Скажут — какие там радости, горе одно, да ведь неправда это! Сельскую жизнь, известно, со стороны не разглядишь; не погрузившись в нее — не познаешь. Хлеборобы работали тогда горячо, себя не жалеючи и только на себя надеючись. И жили горячо, а вовсе не так, как во многих книгах тоскливо описывается. Ставрополье свадьбами своими славилось — шумные, озорные и опасные были свадебные игрища. Когда по улице ехал свадебный поезд, люди по дворам разбегались — сомнут. Десятка три тачанок в таком поезде, кони бешенством распаленные, кучера с рушниками через плечо друг перед дружкой лихостью похваляются, а жених или невеста сидят в тачанке счастливые и изо всех сил стараются не выпасть на бешеном скаку — произойди такое, и свадьбу на похороны перестраивай. Опять-таки и похороны были приметными. Покойника на плечах по всему селу носили, прогулку ему устраивали. У дворов родичей останавливались, гроб на табуретки ставили, и дьякон громогласно читал молитву, а хор пел с положенной грустью. После церковного отпевания и предания усопшего земле на поминки шли, а они иной раз два-три дня тянулись, и до того усердными были, что люди забывали, по какой-такой святой причине они собрались и начинали веселые песни петь, а то и добрые драки учинять. Если уж на то пошло, то и о драках кое-что может быть сказано. Мужичьи драки чаще всего добродушными были, хоть шуму они производили — не дай Бог! Редко какая из них примирением не кончалась, и примирение, можно сказать, самой главной частью драки было. Возникали драки так себе, без особых причин, главное потому, что в людях удаль была, силу свою они хотели показать и не очень остерегались побить кого-другого или же себя под чужие кулаки подставить. Случайные драки возникали часто, попадали драчуны в холодную и выходили оттуда примирившимися и друг к другу любовью пылающими. До следующей драки. Были, однако, не только случайные схватки, а и организованные битвы, узаконенные стародавним обычаем. В каждый праздник они происходили на мосту через пруд. Сначала детвора с двух сторон на мост вступала, друг друга кулаками молотила. Потом парубки шли, за ними женачи, за женачами бородачи, а там и деды лихость свою показывали. Толпа людей криками да улюлюканьем жар схваток на мосту поддерживала, и до самого позднего полудня побоища гремели. Марку довелось в них участвовать, свою долю оплеух получить и потом победами перед всеми похваляться.

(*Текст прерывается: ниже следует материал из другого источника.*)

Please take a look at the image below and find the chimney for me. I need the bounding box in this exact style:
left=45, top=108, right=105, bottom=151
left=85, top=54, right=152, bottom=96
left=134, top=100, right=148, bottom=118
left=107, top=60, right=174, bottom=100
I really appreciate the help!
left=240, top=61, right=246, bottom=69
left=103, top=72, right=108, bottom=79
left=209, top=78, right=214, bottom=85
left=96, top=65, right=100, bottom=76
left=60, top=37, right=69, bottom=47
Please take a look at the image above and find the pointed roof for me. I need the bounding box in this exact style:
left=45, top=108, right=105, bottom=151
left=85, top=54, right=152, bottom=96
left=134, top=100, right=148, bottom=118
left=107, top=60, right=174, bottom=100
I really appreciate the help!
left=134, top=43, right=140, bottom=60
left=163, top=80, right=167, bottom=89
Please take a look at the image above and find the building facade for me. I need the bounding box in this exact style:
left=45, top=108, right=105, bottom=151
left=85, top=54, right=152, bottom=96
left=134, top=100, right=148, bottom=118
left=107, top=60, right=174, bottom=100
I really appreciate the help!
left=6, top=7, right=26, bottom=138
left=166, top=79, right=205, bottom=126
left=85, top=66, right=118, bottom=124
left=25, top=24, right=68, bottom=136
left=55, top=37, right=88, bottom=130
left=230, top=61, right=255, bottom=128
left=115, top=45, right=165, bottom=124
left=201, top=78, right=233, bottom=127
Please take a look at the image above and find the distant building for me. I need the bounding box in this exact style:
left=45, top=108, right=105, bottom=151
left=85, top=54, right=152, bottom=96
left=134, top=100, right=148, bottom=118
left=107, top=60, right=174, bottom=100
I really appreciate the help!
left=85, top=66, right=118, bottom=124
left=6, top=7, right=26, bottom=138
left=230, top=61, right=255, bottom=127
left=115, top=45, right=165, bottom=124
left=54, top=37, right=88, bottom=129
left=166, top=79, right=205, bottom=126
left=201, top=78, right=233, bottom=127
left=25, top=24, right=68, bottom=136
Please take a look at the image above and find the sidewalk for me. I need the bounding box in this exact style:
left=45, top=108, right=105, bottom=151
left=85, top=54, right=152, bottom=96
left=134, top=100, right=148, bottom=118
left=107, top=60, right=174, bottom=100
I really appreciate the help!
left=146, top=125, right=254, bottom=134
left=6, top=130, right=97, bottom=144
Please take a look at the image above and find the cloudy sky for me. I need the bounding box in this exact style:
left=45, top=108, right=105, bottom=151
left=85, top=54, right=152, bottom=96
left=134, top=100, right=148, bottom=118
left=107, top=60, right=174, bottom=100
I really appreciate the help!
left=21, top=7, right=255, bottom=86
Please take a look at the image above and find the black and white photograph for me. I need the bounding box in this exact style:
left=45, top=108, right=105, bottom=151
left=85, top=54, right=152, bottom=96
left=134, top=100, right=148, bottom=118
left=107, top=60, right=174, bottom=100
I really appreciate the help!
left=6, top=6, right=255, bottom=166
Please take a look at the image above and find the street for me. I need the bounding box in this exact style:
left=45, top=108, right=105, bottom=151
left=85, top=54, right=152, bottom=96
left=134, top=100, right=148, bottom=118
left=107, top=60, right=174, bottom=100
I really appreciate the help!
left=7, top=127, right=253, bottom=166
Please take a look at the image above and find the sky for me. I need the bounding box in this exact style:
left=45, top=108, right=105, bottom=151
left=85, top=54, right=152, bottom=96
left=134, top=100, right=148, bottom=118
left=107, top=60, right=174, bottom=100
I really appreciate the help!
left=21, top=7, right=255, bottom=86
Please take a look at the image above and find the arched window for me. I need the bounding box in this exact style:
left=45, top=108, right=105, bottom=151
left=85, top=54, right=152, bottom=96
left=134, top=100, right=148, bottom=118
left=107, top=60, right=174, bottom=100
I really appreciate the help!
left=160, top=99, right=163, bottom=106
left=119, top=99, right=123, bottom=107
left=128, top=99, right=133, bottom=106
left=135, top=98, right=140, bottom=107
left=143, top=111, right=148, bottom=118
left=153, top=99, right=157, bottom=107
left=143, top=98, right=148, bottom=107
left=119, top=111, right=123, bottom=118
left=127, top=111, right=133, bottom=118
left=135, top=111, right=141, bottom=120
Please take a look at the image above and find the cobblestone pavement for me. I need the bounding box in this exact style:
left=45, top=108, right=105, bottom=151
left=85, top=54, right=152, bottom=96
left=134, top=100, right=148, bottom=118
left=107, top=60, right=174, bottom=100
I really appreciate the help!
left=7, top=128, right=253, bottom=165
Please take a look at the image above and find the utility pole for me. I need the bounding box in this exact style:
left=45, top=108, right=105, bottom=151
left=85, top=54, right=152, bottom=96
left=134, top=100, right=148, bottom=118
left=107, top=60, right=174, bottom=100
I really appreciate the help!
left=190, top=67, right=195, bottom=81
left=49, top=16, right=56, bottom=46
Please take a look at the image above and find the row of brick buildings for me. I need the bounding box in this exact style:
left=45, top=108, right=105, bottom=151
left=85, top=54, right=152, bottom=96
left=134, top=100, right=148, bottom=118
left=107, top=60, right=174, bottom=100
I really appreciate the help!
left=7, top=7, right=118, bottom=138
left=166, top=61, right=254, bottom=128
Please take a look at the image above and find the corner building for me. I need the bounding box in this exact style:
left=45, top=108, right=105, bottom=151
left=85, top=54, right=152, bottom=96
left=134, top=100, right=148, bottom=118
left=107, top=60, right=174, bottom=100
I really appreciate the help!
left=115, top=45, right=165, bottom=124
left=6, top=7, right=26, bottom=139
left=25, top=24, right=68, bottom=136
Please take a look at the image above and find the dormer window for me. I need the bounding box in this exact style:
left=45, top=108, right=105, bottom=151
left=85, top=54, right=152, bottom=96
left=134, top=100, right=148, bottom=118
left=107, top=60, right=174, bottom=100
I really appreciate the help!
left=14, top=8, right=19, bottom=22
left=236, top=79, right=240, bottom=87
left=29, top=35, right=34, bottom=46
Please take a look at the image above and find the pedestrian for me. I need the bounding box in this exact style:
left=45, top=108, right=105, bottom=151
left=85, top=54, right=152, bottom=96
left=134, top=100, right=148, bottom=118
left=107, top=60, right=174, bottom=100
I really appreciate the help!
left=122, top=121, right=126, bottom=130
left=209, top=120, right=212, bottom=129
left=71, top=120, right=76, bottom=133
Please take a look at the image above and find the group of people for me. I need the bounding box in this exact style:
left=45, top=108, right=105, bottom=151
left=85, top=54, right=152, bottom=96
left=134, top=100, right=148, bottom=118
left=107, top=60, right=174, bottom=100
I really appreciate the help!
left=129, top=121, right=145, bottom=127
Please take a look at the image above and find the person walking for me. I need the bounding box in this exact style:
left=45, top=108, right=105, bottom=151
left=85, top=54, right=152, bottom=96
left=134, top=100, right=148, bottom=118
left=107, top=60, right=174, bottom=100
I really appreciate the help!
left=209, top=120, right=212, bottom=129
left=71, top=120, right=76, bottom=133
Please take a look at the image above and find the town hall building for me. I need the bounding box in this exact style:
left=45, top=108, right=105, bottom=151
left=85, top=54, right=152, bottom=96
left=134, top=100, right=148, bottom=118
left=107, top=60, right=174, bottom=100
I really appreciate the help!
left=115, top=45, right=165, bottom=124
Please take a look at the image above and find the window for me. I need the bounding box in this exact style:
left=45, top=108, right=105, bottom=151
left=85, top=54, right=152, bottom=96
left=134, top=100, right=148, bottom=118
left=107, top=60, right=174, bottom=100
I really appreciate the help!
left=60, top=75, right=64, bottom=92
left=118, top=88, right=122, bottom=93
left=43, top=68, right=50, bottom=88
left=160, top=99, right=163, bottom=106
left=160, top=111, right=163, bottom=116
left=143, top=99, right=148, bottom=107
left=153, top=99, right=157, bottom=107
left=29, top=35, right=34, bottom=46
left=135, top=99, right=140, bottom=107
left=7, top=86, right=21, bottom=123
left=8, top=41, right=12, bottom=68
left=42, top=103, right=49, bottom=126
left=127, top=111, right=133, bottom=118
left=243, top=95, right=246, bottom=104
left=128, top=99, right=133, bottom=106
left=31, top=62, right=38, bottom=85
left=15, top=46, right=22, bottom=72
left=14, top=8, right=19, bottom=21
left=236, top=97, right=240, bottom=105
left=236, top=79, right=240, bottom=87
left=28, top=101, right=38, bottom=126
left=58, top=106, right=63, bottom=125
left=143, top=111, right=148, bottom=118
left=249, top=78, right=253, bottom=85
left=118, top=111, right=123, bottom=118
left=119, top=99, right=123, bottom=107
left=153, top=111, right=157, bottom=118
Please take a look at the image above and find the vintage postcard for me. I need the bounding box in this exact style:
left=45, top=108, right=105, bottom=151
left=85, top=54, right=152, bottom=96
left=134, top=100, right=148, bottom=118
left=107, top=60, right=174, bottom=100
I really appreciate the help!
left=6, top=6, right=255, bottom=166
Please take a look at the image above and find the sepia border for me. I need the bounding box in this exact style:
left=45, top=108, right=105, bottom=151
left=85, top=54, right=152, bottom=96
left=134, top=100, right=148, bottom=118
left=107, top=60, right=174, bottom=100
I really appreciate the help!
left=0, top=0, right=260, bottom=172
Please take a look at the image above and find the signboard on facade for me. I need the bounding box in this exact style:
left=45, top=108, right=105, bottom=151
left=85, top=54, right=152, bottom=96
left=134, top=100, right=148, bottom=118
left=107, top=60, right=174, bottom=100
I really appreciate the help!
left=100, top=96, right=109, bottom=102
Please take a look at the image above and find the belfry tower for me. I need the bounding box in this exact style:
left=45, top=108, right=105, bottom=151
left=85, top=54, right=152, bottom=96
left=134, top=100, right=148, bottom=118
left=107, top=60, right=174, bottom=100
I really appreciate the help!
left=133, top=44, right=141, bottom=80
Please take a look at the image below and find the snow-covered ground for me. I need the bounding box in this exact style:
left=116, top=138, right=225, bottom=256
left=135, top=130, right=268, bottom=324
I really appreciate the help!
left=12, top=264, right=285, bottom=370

Это была та жизнь, которую Тимофей знал и любил. Крепкая, устойчивая; легко такую не встряхнешь. И вовсе она, жизнь-то эта, не отвечала тем невежественным городским понятиям, которые издавна укоренились и через печатное слово силу достоверности приобрели. Меж городских людей, хлеборобческой судьбы не знавших и не зная — не любивших, модно было говорить, что сельская жизнь одной лишь медвежьей дикости полна, а того, что в ней есть много мягкого и ласкового, люди эти не видели, не видя — не признавали. Тогда сын отца с матерью уважительно на вы, называл. Прохожий сворачивал в сторону, чтобы сказать работающему: «Бог в помощь!» Осиротевшие дети сельским сходом под опеку отдавались, и опекун крестом себя связывал, обещая доглядеть сирот, как своих детей. Нищие в пароконных бричках ездили, побираючись. Путнику не нужно было думать, где ему поужинать и переночевать — в каждой хате он желанный гость. Даже цыган-конокрадов бивали милосердно — не до смерти, а так — для порядка и поучения.